Abstract. Citations scores and the h-index are basic tools used for measuring the quality of scientific work. Nonetheless, while evaluating academic achievements one rarely takes into consideration for what reason the paper was mentioned by another author - whether in order to highlight the connection between their work or to bring to the reader’s attention any mistakes or flaws. In my talk I will shed some insight into the problem of “negative” citations analyzing data from the Stack Exchange and using the proposed agent-based model. Joint work with Marek Gągolewski and Grzegorz Siudem.
Abstract. We look at different approaches to learning the weights of the weighted arithmetic mean such that the median residual or sum of the smallest half of squared residuals is minimized. The more general problem of multivariate regression has been well studied in statistical literature however in the case of aggregation functions we have the restriction on the weights and the domain is usually restricted so that ‘outliers’ may not be arbitrarily large. A number of algorithms are compared in terms of accuracy and speed. Our results can be extended to other aggregation functions.
Abstract. Hirsch's h-index is perhaps the most popular citation-based measure of scientific excellence. Many of its natural generalizations can be expressed as simple functions of some discrete Sugeno integrals.

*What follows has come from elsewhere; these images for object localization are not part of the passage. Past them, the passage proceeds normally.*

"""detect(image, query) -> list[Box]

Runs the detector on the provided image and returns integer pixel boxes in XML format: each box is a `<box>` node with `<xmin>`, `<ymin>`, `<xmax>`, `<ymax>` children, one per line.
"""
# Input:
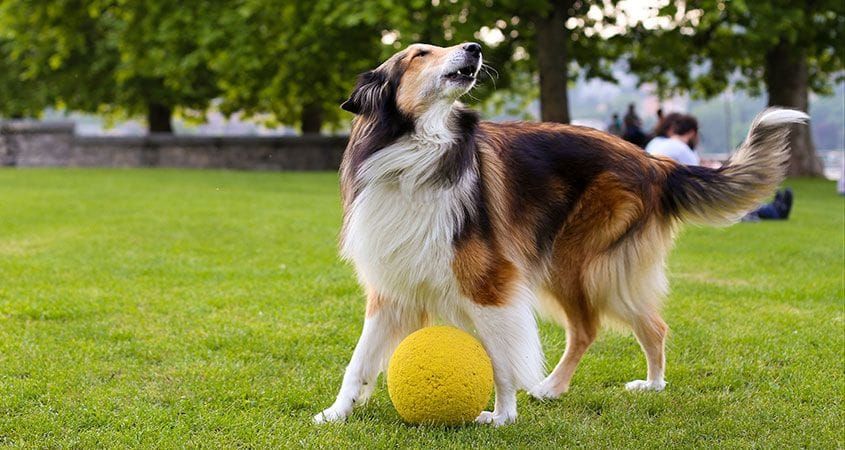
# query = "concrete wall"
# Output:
<box><xmin>0</xmin><ymin>121</ymin><xmax>347</xmax><ymax>171</ymax></box>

In this talk we shall review some less-known results concerning various stochastic properties of the discrete Sugeno integral with respect to a symmetric normalized capacity, i.e., weighted lattice polynomial functions of real-valued random variables -- both in i.i.d. (independent and identically distributed) and non-i.i.d. (with some dependence structure) cases. For instance, we will be interested in investigating their exact and asymptotic distributions. Based on these, we can, among others, show that the h-index is a consistent estimator of some natural probability distribution's location characteristic. Moreover, we can derive a statistical test to verify whether the difference between two h-indices (say, h'=7 vs. h''=10 in cases where both authors published 40 papers) is actually significant.
What is more, we shall discuss some agent-based models that describe the processes generating citation networks based on, e.g., the preferential attachment (``rich gets richer'') rule. Due to such an approach, we are able to simulate a scientist's activity and then estimate the expected values for the h-index and similar functions based on very simple sample statistics, such as the total number of citations and the total number of publications. Such results can help explain what does the h-index really measure.

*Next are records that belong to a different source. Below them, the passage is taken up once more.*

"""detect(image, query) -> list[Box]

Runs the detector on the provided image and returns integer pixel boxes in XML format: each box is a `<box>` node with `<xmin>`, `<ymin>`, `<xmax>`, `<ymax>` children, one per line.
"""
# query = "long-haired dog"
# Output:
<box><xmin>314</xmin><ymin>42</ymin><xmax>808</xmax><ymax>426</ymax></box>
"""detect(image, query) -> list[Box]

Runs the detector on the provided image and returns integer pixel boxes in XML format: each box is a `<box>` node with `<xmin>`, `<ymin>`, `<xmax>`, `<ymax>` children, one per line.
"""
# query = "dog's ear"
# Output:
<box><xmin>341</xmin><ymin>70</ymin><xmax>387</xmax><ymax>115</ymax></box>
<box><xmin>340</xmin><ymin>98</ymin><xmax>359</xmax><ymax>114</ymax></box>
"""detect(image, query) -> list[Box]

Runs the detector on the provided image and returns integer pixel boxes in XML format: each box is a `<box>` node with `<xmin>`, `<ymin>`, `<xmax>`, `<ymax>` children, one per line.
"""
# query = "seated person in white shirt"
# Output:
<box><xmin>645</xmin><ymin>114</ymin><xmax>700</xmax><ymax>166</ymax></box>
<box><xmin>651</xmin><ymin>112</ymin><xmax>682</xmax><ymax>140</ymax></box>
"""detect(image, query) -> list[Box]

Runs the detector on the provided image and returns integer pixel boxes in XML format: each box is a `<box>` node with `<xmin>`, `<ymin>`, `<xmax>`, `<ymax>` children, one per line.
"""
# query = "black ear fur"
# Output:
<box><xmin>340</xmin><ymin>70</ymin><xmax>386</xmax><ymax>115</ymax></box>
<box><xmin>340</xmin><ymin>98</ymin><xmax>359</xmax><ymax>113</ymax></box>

Abstract. Choosing between different tournament designs based on their accuracy in ranking teams is an important topic in football since many domestic championships underwent changes in the recent years. In particular, the transformations of Ekstraklasa -- the top-tier football competition in Poland -- is a topic receiving much attention from the organizing body of the competition, participating football clubs as well as supporters. In this presentation we will discuss the problem of measuring the accuracy of different league formats in ranking teams. We will present various models for rating teams that will be next used to simulate a number of tournaments to evaluate their efficacy, for example, by measuring the probability of the best team win. Finally, we will discuss several other aspects of league formats including the influence of the number of points allocated for a win on the final league standings.